= Excel Services =

Server technology in SharePoint 2010 and SharePoint 2007

Excel Services is a server technology included in SharePoint 2010 and SharePoint 2007. This shared service enables users to load, calculate, and display Excel 2010 workbooks on Microsoft Office SharePoint Server 2010.

Using Excel Services, users can reuse and share Excel workbooks on Microsoft Office SharePoint Server 2010 portals and dashboards. For example, they can create content in Excel 2010 and share it by using an Office SharePoint Server 2007 portal and dashboard. The entire workbook or just parts of it (such as just a single sheet, chart or table) can be shared.

End-users can view live, interactive workbooks using only a web browser. They can also interact with workbooks to explore data, and analyze Pivot Table reports and charts by using a browser. Excel Services supports workbooks that are connected to external data sources. Users can embed connection strings to external data sources in the workbook or save them centrally in a data connection library file.

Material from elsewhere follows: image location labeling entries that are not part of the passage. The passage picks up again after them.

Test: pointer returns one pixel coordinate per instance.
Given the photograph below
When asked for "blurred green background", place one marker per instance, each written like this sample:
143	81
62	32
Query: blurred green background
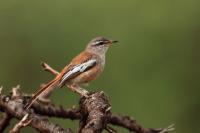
152	74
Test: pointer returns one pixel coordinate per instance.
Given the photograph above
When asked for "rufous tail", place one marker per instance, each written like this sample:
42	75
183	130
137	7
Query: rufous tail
52	84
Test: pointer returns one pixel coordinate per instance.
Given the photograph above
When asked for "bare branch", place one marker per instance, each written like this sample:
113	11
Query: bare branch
15	109
23	123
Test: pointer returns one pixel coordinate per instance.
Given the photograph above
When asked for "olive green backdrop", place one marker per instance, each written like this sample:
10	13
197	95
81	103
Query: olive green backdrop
152	74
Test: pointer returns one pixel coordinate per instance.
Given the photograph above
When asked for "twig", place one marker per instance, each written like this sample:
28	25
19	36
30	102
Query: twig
94	111
23	123
15	108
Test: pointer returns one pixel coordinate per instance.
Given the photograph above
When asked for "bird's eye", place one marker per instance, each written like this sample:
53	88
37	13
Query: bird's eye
99	43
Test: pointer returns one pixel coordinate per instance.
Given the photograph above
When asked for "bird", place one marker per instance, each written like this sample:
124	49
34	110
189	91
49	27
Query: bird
82	69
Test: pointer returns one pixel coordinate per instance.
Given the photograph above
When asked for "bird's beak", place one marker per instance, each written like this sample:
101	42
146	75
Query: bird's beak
112	41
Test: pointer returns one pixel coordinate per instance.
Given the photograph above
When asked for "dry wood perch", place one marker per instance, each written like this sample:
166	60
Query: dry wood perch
93	113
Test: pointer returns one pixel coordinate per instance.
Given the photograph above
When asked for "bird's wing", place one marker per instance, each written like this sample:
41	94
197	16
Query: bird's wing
77	69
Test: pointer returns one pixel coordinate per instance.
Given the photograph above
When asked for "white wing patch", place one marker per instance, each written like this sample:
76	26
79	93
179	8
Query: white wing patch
77	69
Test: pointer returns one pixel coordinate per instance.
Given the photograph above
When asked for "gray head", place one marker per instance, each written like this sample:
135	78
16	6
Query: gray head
99	45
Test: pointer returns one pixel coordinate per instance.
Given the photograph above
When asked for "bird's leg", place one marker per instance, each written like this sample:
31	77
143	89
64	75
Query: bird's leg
78	89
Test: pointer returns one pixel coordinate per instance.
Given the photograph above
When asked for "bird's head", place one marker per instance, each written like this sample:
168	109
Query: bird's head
99	45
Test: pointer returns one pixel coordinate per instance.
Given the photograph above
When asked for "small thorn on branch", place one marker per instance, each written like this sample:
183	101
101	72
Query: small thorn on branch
23	123
166	130
16	93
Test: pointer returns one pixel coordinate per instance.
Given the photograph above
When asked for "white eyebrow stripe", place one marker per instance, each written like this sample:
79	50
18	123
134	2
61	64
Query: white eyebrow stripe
77	69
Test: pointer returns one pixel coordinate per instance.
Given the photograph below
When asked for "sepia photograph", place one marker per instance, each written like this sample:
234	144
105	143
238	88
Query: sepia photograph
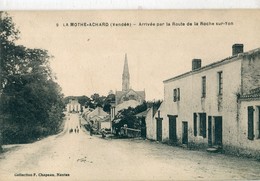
130	95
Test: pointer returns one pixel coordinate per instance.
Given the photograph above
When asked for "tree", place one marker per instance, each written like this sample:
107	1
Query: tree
30	100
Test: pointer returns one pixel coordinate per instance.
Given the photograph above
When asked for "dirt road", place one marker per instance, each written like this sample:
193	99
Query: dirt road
79	156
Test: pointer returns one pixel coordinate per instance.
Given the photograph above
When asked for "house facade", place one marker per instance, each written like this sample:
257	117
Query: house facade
212	106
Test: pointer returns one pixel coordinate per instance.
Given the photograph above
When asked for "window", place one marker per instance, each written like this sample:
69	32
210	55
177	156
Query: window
220	83
176	94
195	123
204	86
250	123
202	125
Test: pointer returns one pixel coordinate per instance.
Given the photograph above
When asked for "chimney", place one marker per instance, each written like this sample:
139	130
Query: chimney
237	48
196	64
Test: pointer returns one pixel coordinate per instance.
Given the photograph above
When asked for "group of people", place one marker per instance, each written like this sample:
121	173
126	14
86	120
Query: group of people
76	130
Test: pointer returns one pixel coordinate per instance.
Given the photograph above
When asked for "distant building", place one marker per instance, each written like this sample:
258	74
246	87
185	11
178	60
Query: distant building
73	105
217	105
127	97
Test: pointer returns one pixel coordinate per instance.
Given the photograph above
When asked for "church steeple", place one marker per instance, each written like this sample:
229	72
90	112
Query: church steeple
125	76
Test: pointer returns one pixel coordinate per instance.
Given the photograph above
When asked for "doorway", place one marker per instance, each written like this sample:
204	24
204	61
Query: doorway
218	131
172	129
184	132
159	129
209	131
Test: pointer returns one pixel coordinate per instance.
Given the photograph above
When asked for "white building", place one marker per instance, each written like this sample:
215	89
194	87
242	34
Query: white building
214	105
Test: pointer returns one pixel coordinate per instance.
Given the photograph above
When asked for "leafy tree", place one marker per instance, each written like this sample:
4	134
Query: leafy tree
30	100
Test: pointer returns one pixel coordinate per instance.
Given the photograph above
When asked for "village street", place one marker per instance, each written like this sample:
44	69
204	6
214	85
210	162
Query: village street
79	156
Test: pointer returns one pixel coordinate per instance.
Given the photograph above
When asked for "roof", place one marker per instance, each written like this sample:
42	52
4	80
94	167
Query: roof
250	97
215	64
142	114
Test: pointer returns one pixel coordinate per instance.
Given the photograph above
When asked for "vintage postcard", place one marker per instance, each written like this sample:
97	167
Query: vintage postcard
130	95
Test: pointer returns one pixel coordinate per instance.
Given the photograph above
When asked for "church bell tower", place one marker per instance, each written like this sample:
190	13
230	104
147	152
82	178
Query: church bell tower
125	76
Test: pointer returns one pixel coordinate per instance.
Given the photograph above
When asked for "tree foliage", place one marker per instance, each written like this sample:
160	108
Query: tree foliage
94	101
30	100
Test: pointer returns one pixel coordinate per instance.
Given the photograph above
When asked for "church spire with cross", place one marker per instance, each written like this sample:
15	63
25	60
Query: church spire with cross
125	76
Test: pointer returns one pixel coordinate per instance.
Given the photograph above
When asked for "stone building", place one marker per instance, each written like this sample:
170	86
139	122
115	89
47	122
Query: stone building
73	106
217	105
127	97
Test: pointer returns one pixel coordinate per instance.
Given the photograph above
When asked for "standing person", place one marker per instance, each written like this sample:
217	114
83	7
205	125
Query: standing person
90	130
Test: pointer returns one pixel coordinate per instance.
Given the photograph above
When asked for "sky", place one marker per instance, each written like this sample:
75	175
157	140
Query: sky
90	60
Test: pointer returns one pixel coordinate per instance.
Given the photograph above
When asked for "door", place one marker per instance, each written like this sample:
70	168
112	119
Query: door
250	131
218	131
172	129
159	129
184	132
209	131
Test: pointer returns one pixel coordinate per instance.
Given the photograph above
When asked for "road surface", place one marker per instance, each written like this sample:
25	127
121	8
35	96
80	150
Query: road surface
79	156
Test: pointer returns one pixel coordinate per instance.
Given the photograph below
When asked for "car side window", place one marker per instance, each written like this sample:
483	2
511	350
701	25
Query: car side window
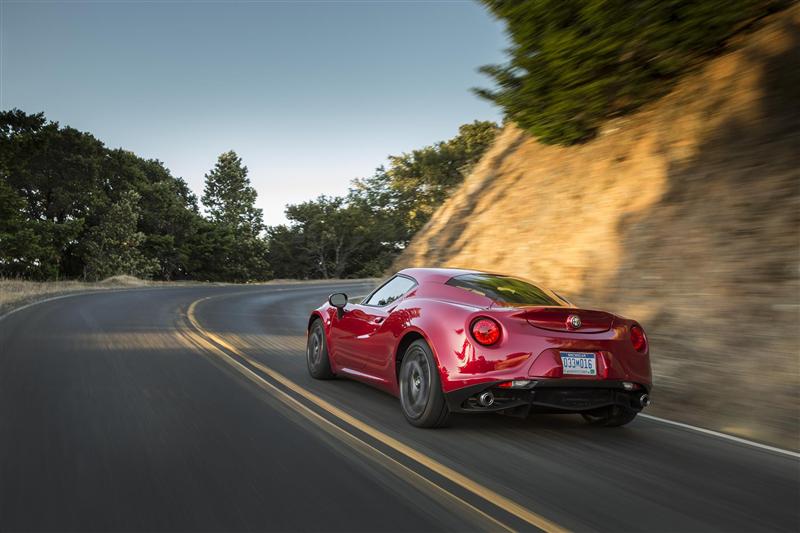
391	291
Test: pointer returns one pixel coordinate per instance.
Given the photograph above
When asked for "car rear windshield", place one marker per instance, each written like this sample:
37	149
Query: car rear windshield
505	290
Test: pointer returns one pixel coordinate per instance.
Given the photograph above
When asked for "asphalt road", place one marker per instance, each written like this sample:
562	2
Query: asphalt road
118	414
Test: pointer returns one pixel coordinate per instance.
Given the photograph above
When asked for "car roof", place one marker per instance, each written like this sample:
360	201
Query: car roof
436	275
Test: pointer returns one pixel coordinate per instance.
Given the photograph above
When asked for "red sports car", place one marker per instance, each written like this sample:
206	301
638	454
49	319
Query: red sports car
462	341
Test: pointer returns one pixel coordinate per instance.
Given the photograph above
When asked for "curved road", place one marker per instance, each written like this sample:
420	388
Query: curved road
190	409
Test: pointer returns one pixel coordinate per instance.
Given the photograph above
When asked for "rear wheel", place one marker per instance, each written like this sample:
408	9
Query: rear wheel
611	416
421	395
319	365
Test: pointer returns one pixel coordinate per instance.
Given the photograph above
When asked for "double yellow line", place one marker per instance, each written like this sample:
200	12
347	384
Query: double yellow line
220	347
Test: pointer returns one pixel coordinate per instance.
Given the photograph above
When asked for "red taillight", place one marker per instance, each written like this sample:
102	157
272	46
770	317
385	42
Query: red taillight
486	331
638	339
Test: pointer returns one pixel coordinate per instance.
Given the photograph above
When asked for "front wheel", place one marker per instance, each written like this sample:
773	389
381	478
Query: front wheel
611	416
319	365
421	395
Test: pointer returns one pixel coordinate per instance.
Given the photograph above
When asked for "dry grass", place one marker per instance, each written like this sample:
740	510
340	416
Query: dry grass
16	293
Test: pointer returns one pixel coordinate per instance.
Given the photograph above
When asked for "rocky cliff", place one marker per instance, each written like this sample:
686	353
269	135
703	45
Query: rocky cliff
685	216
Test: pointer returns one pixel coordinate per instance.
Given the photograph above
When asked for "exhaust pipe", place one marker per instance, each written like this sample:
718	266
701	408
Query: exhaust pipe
644	400
486	399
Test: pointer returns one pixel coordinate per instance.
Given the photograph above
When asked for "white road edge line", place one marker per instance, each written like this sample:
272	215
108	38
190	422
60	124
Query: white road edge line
725	436
705	431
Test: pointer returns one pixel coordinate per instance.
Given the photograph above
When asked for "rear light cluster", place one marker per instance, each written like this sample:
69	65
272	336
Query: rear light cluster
486	331
638	339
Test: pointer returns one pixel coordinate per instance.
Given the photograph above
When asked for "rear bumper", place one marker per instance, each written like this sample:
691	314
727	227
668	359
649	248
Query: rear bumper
548	396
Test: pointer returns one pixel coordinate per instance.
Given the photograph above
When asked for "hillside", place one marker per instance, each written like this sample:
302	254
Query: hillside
685	216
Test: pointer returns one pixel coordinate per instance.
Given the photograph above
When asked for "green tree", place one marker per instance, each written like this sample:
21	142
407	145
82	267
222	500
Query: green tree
228	196
229	247
575	64
113	246
417	183
23	250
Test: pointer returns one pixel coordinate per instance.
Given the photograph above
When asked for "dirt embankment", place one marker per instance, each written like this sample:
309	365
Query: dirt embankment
685	216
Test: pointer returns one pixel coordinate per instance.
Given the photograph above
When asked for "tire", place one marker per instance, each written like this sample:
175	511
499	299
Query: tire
421	396
319	364
612	416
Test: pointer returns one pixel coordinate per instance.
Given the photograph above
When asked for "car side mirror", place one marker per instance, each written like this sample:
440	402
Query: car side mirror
339	301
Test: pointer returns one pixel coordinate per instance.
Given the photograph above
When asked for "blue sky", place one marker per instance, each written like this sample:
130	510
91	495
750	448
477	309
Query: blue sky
310	94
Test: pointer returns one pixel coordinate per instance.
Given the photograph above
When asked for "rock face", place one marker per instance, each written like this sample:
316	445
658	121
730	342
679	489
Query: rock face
685	216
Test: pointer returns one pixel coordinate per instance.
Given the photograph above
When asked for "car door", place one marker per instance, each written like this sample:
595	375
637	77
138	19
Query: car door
355	331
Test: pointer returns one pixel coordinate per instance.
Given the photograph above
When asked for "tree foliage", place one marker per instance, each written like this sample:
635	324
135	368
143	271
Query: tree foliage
574	64
360	234
72	208
114	246
62	199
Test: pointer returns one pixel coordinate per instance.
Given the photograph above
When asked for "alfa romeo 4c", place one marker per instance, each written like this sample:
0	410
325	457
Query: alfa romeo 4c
462	341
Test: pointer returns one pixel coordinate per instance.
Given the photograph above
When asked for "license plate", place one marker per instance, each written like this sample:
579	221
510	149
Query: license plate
579	363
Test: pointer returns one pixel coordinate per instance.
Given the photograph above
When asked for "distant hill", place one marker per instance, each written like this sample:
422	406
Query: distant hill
685	216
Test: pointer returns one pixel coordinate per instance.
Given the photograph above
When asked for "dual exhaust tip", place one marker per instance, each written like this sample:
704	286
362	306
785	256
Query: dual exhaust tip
644	400
486	399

Selected cells in worksheets can be made editable by making them named ranges or "parameters". Items which are set as "viewable", when they save to Excel Services, will appear in the Parameters pane in the browser. Users can change the values of these named ranges in the parameters pane and refresh the workbook. They can also use the portal's filter Web Part to filter several Web Parts (Excel Web Access and other types of web parts) together.